Both Roco and President Gloria are appealing to the same constituency – excepting, of course, the tribal Bicolano vote. They are appealing to the younger, better informed, more cosmopolitan, more forward-looking sections of voters.

That constituency is deathly afraid of FPJ winning because this will spell a return of incompetence at the top of government and resurrects images of another Erap. Because of this consideration, an increasing number would rather vote for the candidate better capable of stopping the barbarians at the gate.

Although Roco refuses to publicly address this "tactical voting" factor hounding his bid, the number show clearly that the voters he lost President Gloria gained in the first weeks of the campaign.

President Gloria’s campaign correctly concentrated on consolidating her hold among ABC voters in the first trimester of the campaign. She now leads her closest rival among the D voters. From there, the campaign can now shift from wooing the Roco voters to wooing the FPJ voters at the E class where the actor holds a large lead.

Regionally, PGMA leads Poe two-to-one in the Visayas and, surprisingly, leads the actor by a statistically significant margin in Mindanao. She trails Poe in the NCR and the rest of Luzon.
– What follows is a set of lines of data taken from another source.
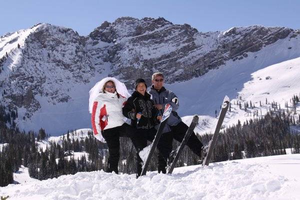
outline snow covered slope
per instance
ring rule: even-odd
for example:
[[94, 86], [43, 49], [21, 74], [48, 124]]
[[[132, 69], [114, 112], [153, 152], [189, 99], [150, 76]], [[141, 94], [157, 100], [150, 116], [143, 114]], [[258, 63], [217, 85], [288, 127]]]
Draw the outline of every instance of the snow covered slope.
[[[300, 46], [294, 48], [300, 51]], [[194, 112], [202, 116], [196, 130], [202, 134], [210, 132], [215, 127], [217, 120], [213, 116], [214, 112], [216, 110], [218, 114], [225, 95], [229, 96], [232, 103], [232, 110], [228, 112], [224, 121], [226, 126], [253, 118], [250, 112], [254, 110], [264, 115], [271, 106], [266, 104], [266, 98], [268, 102], [277, 102], [278, 106], [280, 104], [282, 109], [286, 110], [286, 102], [290, 106], [290, 100], [294, 95], [300, 96], [300, 58], [262, 67], [262, 62], [267, 60], [265, 56], [278, 54], [274, 50], [266, 48], [264, 51], [266, 54], [257, 57], [252, 62], [228, 64], [198, 78], [168, 86], [180, 97], [180, 114], [185, 116]], [[249, 104], [251, 101], [256, 108], [245, 112], [236, 104], [240, 102], [244, 108], [247, 101]], [[298, 115], [300, 104], [296, 110]], [[192, 116], [187, 116], [183, 120], [189, 124], [192, 118]]]
[[176, 168], [169, 176], [103, 171], [0, 188], [10, 200], [268, 200], [300, 197], [300, 154], [258, 158]]
[[120, 18], [86, 37], [38, 24], [0, 37], [0, 100], [18, 110], [21, 130], [58, 136], [90, 128], [88, 92], [102, 78], [114, 76], [130, 89], [136, 78], [149, 82], [161, 71], [179, 97], [180, 114], [202, 116], [200, 128], [209, 130], [225, 95], [236, 98], [252, 73], [300, 57], [300, 36], [260, 26], [202, 32], [162, 18]]

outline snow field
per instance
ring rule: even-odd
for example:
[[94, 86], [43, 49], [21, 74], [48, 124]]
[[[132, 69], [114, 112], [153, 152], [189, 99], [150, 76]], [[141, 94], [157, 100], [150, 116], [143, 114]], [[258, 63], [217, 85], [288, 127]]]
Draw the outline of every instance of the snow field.
[[[276, 170], [272, 164], [283, 160], [284, 170]], [[300, 176], [284, 175], [285, 170], [296, 173], [290, 166], [299, 164], [298, 154], [177, 168], [172, 176], [150, 172], [138, 179], [102, 170], [78, 172], [0, 188], [0, 196], [20, 200], [297, 200]]]

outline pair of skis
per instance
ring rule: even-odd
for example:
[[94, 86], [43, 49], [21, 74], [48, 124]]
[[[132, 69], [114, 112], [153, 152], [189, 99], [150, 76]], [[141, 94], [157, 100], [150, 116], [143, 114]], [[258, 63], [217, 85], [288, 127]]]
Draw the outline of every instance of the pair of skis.
[[[219, 115], [218, 120], [216, 124], [216, 129], [214, 130], [214, 132], [212, 135], [212, 138], [210, 141], [208, 152], [204, 158], [204, 162], [202, 163], [202, 166], [204, 166], [205, 165], [208, 166], [210, 164], [210, 158], [212, 158], [212, 152], [214, 152], [214, 146], [216, 145], [216, 139], [218, 138], [218, 136], [221, 128], [221, 126], [223, 121], [224, 120], [224, 118], [225, 118], [225, 115], [226, 114], [226, 112], [229, 108], [230, 104], [230, 99], [228, 96], [226, 96], [224, 98], [224, 100], [223, 101], [223, 104], [222, 104], [221, 111], [220, 112], [220, 114]], [[166, 106], [166, 108], [164, 109], [164, 114], [162, 116], [162, 118], [160, 122], [160, 126], [158, 126], [158, 132], [156, 132], [156, 134], [155, 136], [154, 140], [152, 143], [150, 147], [150, 150], [149, 153], [148, 154], [146, 161], [144, 162], [142, 168], [141, 176], [146, 175], [146, 172], [149, 166], [149, 164], [150, 164], [150, 161], [151, 160], [151, 158], [153, 156], [154, 154], [154, 152], [155, 148], [156, 148], [158, 144], [158, 141], [160, 136], [162, 136], [162, 130], [166, 125], [166, 120], [169, 117], [171, 112], [172, 111], [172, 107], [170, 104], [167, 104]], [[190, 127], [186, 130], [186, 135], [182, 140], [180, 146], [177, 148], [176, 151], [172, 154], [172, 156], [171, 156], [171, 160], [168, 163], [168, 166], [166, 167], [166, 172], [168, 174], [172, 174], [173, 172], [173, 170], [175, 167], [176, 163], [177, 162], [177, 160], [180, 156], [186, 144], [186, 142], [188, 140], [190, 137], [192, 135], [194, 130], [196, 127], [197, 124], [198, 124], [198, 121], [199, 120], [199, 118], [198, 116], [194, 116], [193, 119], [192, 121], [192, 123], [190, 126]]]

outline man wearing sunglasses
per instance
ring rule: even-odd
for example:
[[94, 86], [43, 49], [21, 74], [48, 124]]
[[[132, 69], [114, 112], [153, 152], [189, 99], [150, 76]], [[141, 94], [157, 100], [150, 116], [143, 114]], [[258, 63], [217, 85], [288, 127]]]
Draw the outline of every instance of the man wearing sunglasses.
[[[154, 102], [154, 106], [162, 114], [164, 106], [167, 104], [172, 106], [172, 112], [169, 116], [166, 124], [163, 130], [166, 134], [171, 134], [172, 138], [181, 142], [184, 137], [188, 126], [184, 123], [180, 116], [176, 112], [179, 108], [179, 102], [178, 97], [172, 91], [166, 89], [164, 86], [164, 74], [160, 72], [156, 72], [152, 75], [152, 86], [149, 93], [152, 96]], [[168, 146], [172, 145], [172, 140], [166, 144]], [[188, 141], [186, 145], [192, 151], [198, 156], [201, 159], [204, 156], [202, 154], [203, 144], [193, 132]], [[170, 158], [170, 159], [172, 159]]]

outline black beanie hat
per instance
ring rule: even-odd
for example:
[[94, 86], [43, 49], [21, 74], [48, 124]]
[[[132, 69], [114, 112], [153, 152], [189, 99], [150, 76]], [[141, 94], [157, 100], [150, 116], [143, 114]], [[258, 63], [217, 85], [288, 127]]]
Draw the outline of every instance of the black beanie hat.
[[136, 90], [136, 87], [138, 86], [138, 84], [141, 82], [142, 82], [143, 84], [145, 84], [146, 88], [148, 88], [147, 84], [146, 84], [146, 82], [145, 81], [145, 80], [144, 80], [142, 78], [138, 78], [138, 79], [136, 80], [136, 88], [135, 88]]

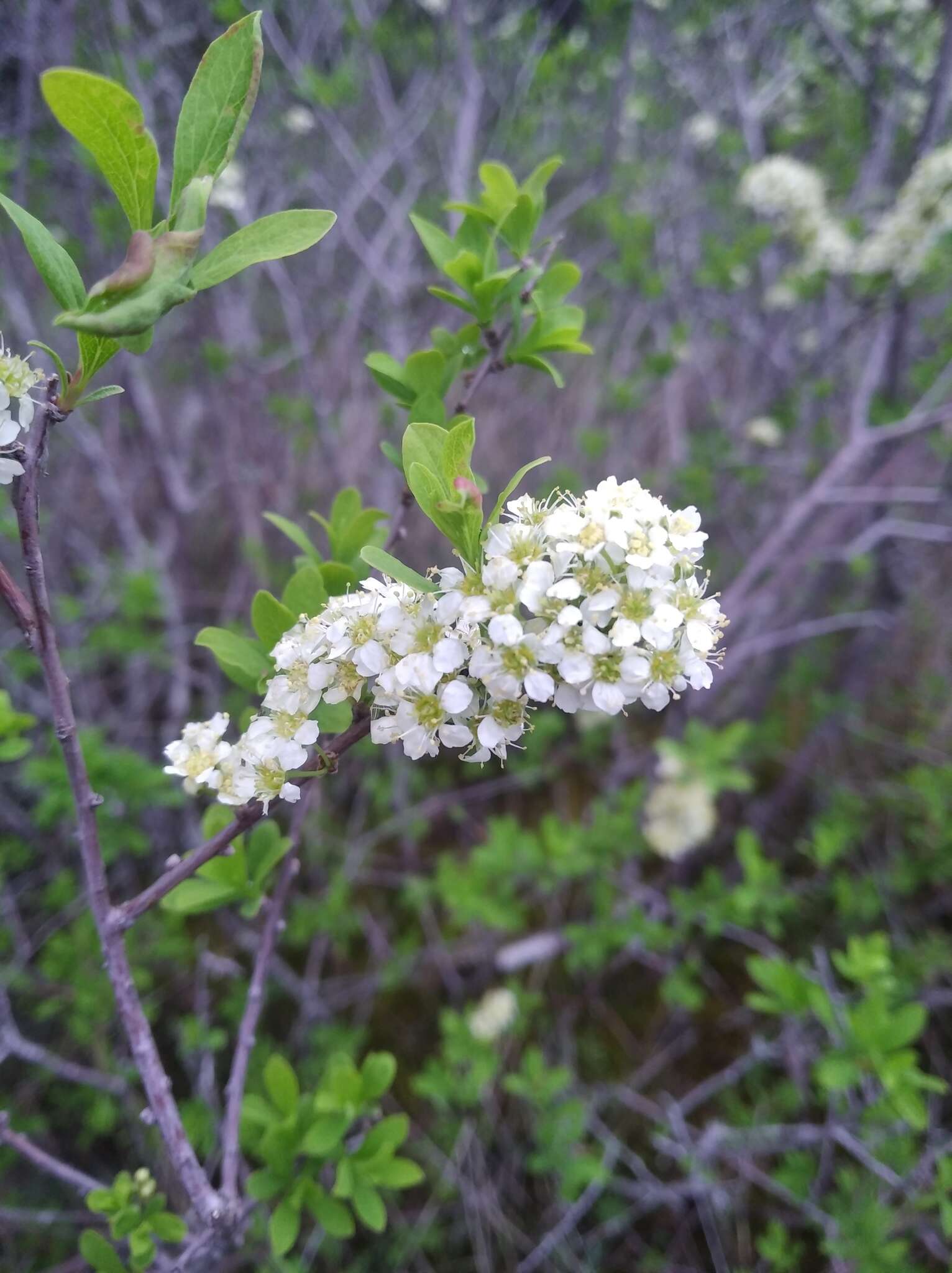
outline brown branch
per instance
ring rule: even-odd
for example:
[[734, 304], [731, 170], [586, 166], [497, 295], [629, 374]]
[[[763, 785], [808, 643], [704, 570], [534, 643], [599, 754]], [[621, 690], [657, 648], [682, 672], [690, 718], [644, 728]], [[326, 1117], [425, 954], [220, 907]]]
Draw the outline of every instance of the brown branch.
[[13, 617], [17, 620], [17, 626], [27, 638], [27, 644], [32, 649], [33, 636], [37, 630], [37, 621], [33, 616], [33, 607], [27, 601], [22, 589], [17, 586], [9, 570], [6, 570], [3, 563], [0, 563], [0, 597], [3, 597], [6, 605], [10, 607]]
[[93, 1176], [88, 1176], [85, 1171], [79, 1171], [76, 1167], [71, 1167], [67, 1162], [61, 1162], [60, 1158], [55, 1158], [52, 1153], [47, 1153], [46, 1150], [41, 1150], [38, 1144], [33, 1144], [28, 1136], [24, 1136], [22, 1132], [14, 1132], [10, 1127], [10, 1119], [5, 1110], [0, 1110], [0, 1144], [8, 1144], [11, 1150], [15, 1150], [20, 1157], [32, 1162], [34, 1167], [39, 1167], [39, 1170], [46, 1171], [47, 1175], [56, 1176], [57, 1180], [62, 1180], [64, 1184], [78, 1190], [78, 1193], [80, 1193], [84, 1198], [92, 1189], [106, 1188]]
[[[354, 721], [344, 729], [342, 733], [336, 735], [331, 738], [330, 743], [323, 749], [323, 755], [331, 761], [330, 766], [325, 764], [323, 759], [318, 760], [318, 769], [325, 770], [326, 768], [336, 768], [336, 761], [349, 751], [355, 742], [365, 738], [370, 732], [370, 717], [365, 713], [359, 713], [354, 717]], [[304, 779], [309, 782], [311, 779]], [[159, 876], [148, 889], [143, 889], [141, 892], [136, 894], [135, 897], [130, 897], [129, 901], [121, 903], [118, 906], [113, 906], [109, 911], [108, 924], [112, 932], [125, 932], [130, 928], [140, 915], [144, 915], [146, 910], [154, 906], [158, 901], [162, 901], [167, 894], [172, 892], [173, 889], [178, 887], [183, 880], [191, 878], [199, 867], [210, 862], [214, 857], [218, 857], [228, 845], [237, 839], [242, 833], [247, 831], [249, 827], [260, 822], [265, 816], [265, 811], [258, 803], [258, 801], [251, 801], [248, 805], [243, 805], [234, 816], [234, 821], [229, 822], [218, 835], [213, 835], [210, 840], [199, 845], [193, 849], [186, 858], [177, 862], [173, 867]]]
[[102, 1092], [112, 1096], [122, 1096], [129, 1091], [129, 1083], [120, 1074], [104, 1074], [99, 1069], [89, 1066], [80, 1066], [75, 1060], [57, 1057], [42, 1044], [24, 1039], [17, 1026], [10, 1008], [10, 999], [6, 990], [0, 985], [0, 1060], [4, 1057], [17, 1057], [28, 1064], [39, 1066], [48, 1069], [57, 1078], [67, 1083], [81, 1083], [85, 1087], [97, 1087]]
[[[50, 393], [55, 392], [55, 382]], [[116, 1007], [122, 1022], [132, 1057], [149, 1100], [149, 1106], [165, 1143], [165, 1150], [176, 1175], [181, 1180], [199, 1216], [213, 1223], [221, 1216], [221, 1203], [211, 1188], [207, 1176], [195, 1155], [182, 1118], [171, 1091], [171, 1081], [159, 1057], [151, 1027], [146, 1020], [139, 993], [132, 980], [125, 942], [121, 933], [109, 923], [109, 891], [106, 878], [99, 834], [95, 825], [95, 807], [99, 797], [89, 783], [83, 749], [76, 735], [76, 718], [73, 710], [69, 677], [62, 666], [56, 629], [52, 620], [50, 594], [46, 583], [43, 554], [39, 545], [39, 499], [38, 479], [46, 449], [47, 430], [62, 416], [52, 401], [41, 407], [25, 456], [24, 474], [17, 480], [14, 507], [20, 532], [20, 546], [27, 570], [27, 582], [36, 615], [36, 652], [43, 670], [50, 705], [53, 713], [56, 737], [62, 749], [62, 756], [69, 775], [73, 802], [76, 810], [76, 829], [79, 848], [85, 876], [89, 908], [99, 933], [106, 970], [112, 983]]]
[[238, 1199], [238, 1164], [241, 1160], [238, 1150], [238, 1130], [242, 1115], [242, 1100], [244, 1097], [244, 1085], [248, 1078], [248, 1060], [251, 1058], [251, 1050], [255, 1046], [255, 1035], [257, 1034], [261, 1009], [265, 1006], [265, 985], [267, 983], [271, 957], [274, 956], [275, 946], [277, 943], [281, 915], [284, 914], [284, 908], [291, 891], [294, 877], [300, 869], [298, 858], [300, 835], [304, 819], [307, 816], [309, 797], [313, 791], [313, 787], [308, 788], [308, 792], [304, 794], [294, 811], [291, 847], [288, 857], [284, 859], [281, 873], [277, 877], [274, 895], [269, 903], [267, 918], [265, 919], [263, 928], [261, 929], [258, 950], [255, 956], [255, 967], [248, 985], [248, 997], [244, 1001], [244, 1012], [242, 1013], [241, 1025], [238, 1026], [238, 1037], [234, 1044], [232, 1072], [229, 1073], [228, 1083], [225, 1085], [227, 1104], [225, 1116], [221, 1123], [221, 1192], [230, 1202], [237, 1202]]

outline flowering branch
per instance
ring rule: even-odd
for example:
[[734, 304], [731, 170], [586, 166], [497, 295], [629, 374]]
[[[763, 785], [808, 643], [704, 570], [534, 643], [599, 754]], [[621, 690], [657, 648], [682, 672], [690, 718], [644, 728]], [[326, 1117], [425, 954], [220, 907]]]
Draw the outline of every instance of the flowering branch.
[[[359, 713], [355, 719], [339, 733], [331, 742], [323, 749], [323, 755], [318, 757], [317, 765], [318, 771], [333, 768], [337, 760], [349, 751], [354, 743], [360, 742], [370, 732], [370, 718], [365, 713]], [[307, 780], [307, 779], [305, 779]], [[141, 892], [136, 894], [135, 897], [130, 897], [129, 901], [123, 901], [118, 906], [113, 906], [109, 914], [109, 925], [116, 932], [125, 932], [125, 929], [131, 928], [132, 924], [144, 915], [146, 910], [150, 910], [157, 903], [162, 901], [173, 889], [177, 889], [183, 880], [191, 878], [199, 867], [210, 862], [213, 858], [223, 853], [233, 840], [235, 840], [244, 831], [251, 830], [256, 822], [260, 822], [265, 816], [265, 808], [260, 801], [249, 801], [247, 805], [242, 806], [235, 813], [234, 821], [225, 826], [218, 835], [213, 835], [204, 844], [193, 849], [188, 857], [182, 858], [173, 867], [159, 876], [153, 883]]]

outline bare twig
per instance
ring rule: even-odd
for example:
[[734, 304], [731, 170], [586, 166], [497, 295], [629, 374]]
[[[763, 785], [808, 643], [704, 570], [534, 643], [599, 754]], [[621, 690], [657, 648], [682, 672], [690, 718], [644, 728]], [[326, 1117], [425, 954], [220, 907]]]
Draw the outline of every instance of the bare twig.
[[41, 1150], [38, 1144], [34, 1144], [28, 1136], [23, 1132], [14, 1132], [10, 1127], [9, 1115], [5, 1110], [0, 1110], [0, 1144], [6, 1144], [11, 1150], [15, 1150], [20, 1157], [27, 1158], [32, 1162], [34, 1167], [39, 1167], [41, 1171], [46, 1171], [50, 1176], [56, 1176], [57, 1180], [62, 1180], [65, 1185], [70, 1189], [75, 1189], [84, 1198], [92, 1189], [106, 1188], [94, 1176], [88, 1176], [85, 1171], [79, 1171], [76, 1167], [71, 1167], [67, 1162], [62, 1162], [60, 1158], [55, 1158], [52, 1153], [47, 1153], [46, 1150]]
[[237, 1199], [238, 1197], [238, 1129], [242, 1100], [244, 1097], [244, 1083], [248, 1077], [248, 1060], [251, 1050], [255, 1046], [255, 1035], [257, 1034], [261, 1009], [265, 1006], [265, 985], [281, 927], [281, 915], [284, 914], [294, 877], [300, 869], [298, 859], [300, 835], [307, 815], [308, 797], [312, 792], [313, 787], [308, 788], [295, 810], [294, 825], [291, 827], [291, 847], [284, 859], [277, 885], [269, 903], [267, 918], [261, 929], [258, 950], [255, 956], [255, 969], [248, 985], [248, 997], [244, 1002], [241, 1025], [238, 1026], [238, 1037], [234, 1045], [234, 1057], [232, 1058], [232, 1072], [228, 1076], [225, 1086], [225, 1116], [221, 1124], [221, 1190], [229, 1199]]
[[39, 470], [48, 429], [61, 419], [52, 402], [55, 390], [56, 381], [52, 379], [48, 400], [37, 412], [38, 420], [31, 433], [24, 474], [17, 480], [14, 493], [20, 546], [37, 624], [36, 648], [50, 695], [56, 737], [62, 749], [73, 792], [89, 908], [106, 956], [106, 969], [116, 997], [116, 1007], [176, 1175], [201, 1218], [206, 1223], [213, 1223], [221, 1216], [220, 1200], [209, 1184], [182, 1124], [178, 1106], [172, 1096], [171, 1080], [162, 1064], [151, 1027], [135, 988], [122, 936], [109, 923], [109, 891], [95, 825], [95, 808], [101, 799], [89, 783], [83, 749], [76, 733], [70, 684], [60, 657], [39, 545]]

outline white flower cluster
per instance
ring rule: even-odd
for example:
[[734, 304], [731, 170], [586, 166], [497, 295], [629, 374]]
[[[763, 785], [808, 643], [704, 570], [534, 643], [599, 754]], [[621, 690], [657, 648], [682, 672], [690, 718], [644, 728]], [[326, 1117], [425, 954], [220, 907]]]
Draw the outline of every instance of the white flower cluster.
[[486, 990], [470, 1013], [470, 1034], [481, 1043], [493, 1043], [515, 1022], [519, 1004], [512, 990], [496, 987]]
[[661, 857], [680, 858], [714, 834], [714, 792], [676, 756], [662, 756], [658, 778], [644, 805], [644, 838]]
[[[33, 423], [34, 402], [29, 391], [42, 381], [43, 373], [34, 370], [25, 358], [18, 358], [4, 349], [0, 335], [0, 486], [9, 485], [23, 475], [23, 465], [13, 458], [20, 433], [29, 433]], [[17, 404], [14, 419], [11, 404]]]
[[317, 741], [318, 703], [372, 699], [370, 737], [414, 760], [456, 749], [505, 760], [535, 704], [615, 715], [661, 710], [711, 682], [725, 620], [697, 563], [695, 508], [672, 510], [636, 481], [582, 498], [513, 500], [480, 570], [447, 568], [437, 592], [364, 580], [302, 617], [272, 651], [262, 712], [234, 746], [227, 718], [190, 724], [167, 773], [227, 803], [297, 799], [288, 780]]
[[[891, 274], [907, 284], [952, 230], [952, 145], [919, 160], [893, 206], [862, 241], [851, 238], [827, 209], [820, 173], [789, 155], [771, 155], [748, 168], [738, 197], [803, 246], [806, 274]], [[776, 289], [765, 299], [773, 307]], [[785, 308], [785, 299], [778, 307]]]
[[738, 196], [803, 246], [807, 272], [843, 274], [853, 267], [855, 243], [829, 211], [823, 178], [816, 168], [790, 155], [770, 155], [747, 169]]
[[952, 145], [947, 145], [915, 165], [893, 206], [860, 244], [855, 269], [860, 274], [895, 274], [900, 283], [911, 283], [951, 229]]

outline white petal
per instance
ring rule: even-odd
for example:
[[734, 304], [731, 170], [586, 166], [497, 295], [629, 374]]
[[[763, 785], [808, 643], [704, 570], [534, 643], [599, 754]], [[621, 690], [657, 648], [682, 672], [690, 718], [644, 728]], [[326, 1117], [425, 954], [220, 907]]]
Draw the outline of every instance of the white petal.
[[476, 729], [476, 737], [484, 747], [496, 747], [503, 742], [504, 733], [498, 721], [494, 721], [493, 717], [484, 717]]
[[619, 685], [596, 681], [592, 686], [592, 701], [599, 712], [605, 712], [607, 715], [617, 715], [625, 707], [625, 693]]
[[458, 715], [472, 703], [472, 690], [466, 681], [456, 680], [444, 685], [439, 694], [439, 705], [451, 715]]
[[468, 724], [442, 724], [439, 741], [444, 747], [468, 747], [472, 742], [472, 729]]
[[489, 635], [499, 645], [515, 645], [522, 640], [522, 624], [515, 615], [495, 615], [489, 621]]
[[438, 672], [456, 672], [466, 662], [466, 653], [457, 636], [443, 636], [433, 647], [433, 666]]
[[599, 633], [597, 628], [585, 624], [582, 633], [582, 648], [587, 654], [607, 654], [611, 649], [611, 642], [605, 633]]
[[566, 654], [559, 663], [559, 675], [569, 685], [583, 685], [592, 679], [592, 659], [588, 654]]
[[526, 693], [536, 703], [547, 703], [555, 694], [555, 681], [549, 672], [535, 668], [526, 673]]
[[641, 701], [647, 708], [650, 708], [652, 712], [661, 712], [662, 708], [666, 708], [669, 698], [671, 694], [668, 693], [667, 685], [662, 685], [659, 681], [653, 681], [641, 693]]

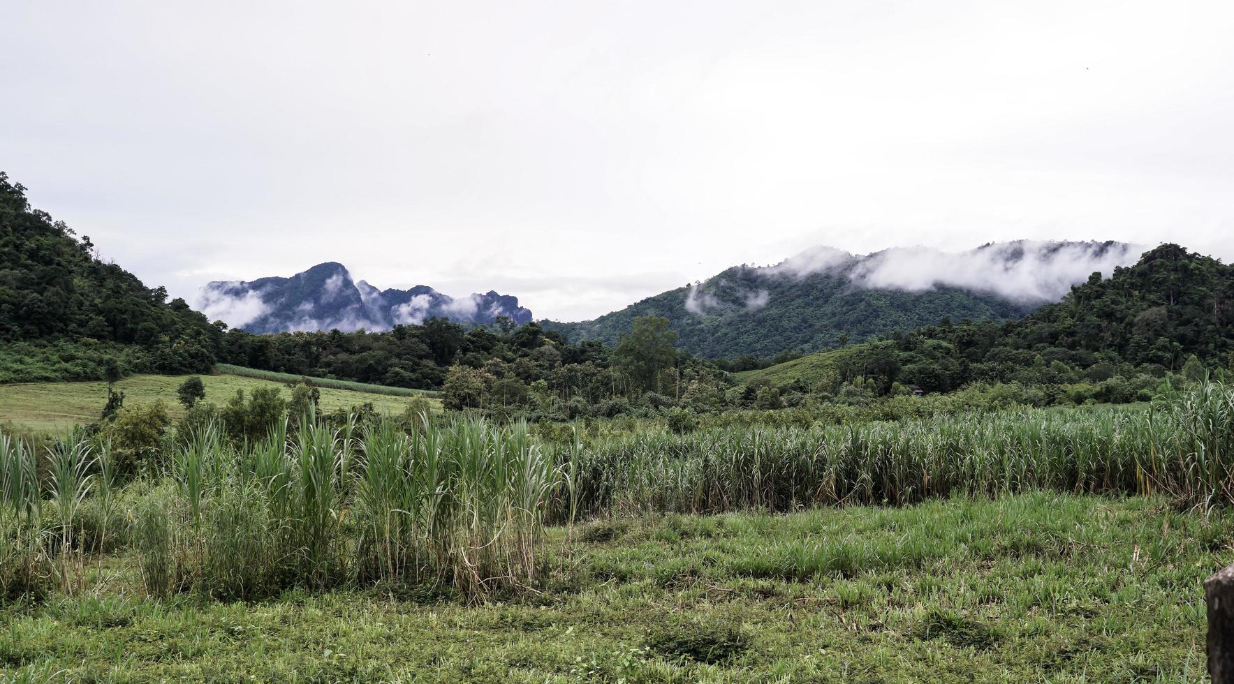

The strategic direction of her campaign is clearly dictated by the voter preference distribution: break even in Luzon and swamp the challenger with the Visayas vote. To achieve that, she must break Roco’s stranglehold over the Bicolano vote and win support from E voters in the metropolitan area where they are heavily concentrated.

The media play following the Supreme Court decision in the Poe citizenship issue should give the actor a small uptick in the next few days. But that should not suffice to break the strong momentum of the PGMA campaign. That campaign, after all, enjoys a firm backbone in the clear superiority of the President’s campaign organization.

The K4 coalition has 100 percent candidate presence, which means it has a candidate running for every elective post there is in this general election. KNP has only a third of that. The other candidates have much lesser candidate presence.

Candidate presence will be crucial when the local campaigns sweep into action on March 25. At this second half of the campaign period, the bid for votes will be man-to-man, house-to-house. This is campaign in-depth and here the larger candidate-presence will be a major factor.

The next few weeks will show the two major campaigns in a severe test of staying power, courting the votes of micro-constituencies, small localities and all the organized groups. The two major presidential campaigns will go full throttle because every vote counts given the close positioning.

My own estimate is that the sea change has already happened. FPJ has climbed down from a high 39 percent to 30 percent share of voter preference. Like Roco’s, FPJ’s campaign may have peaked too early as well.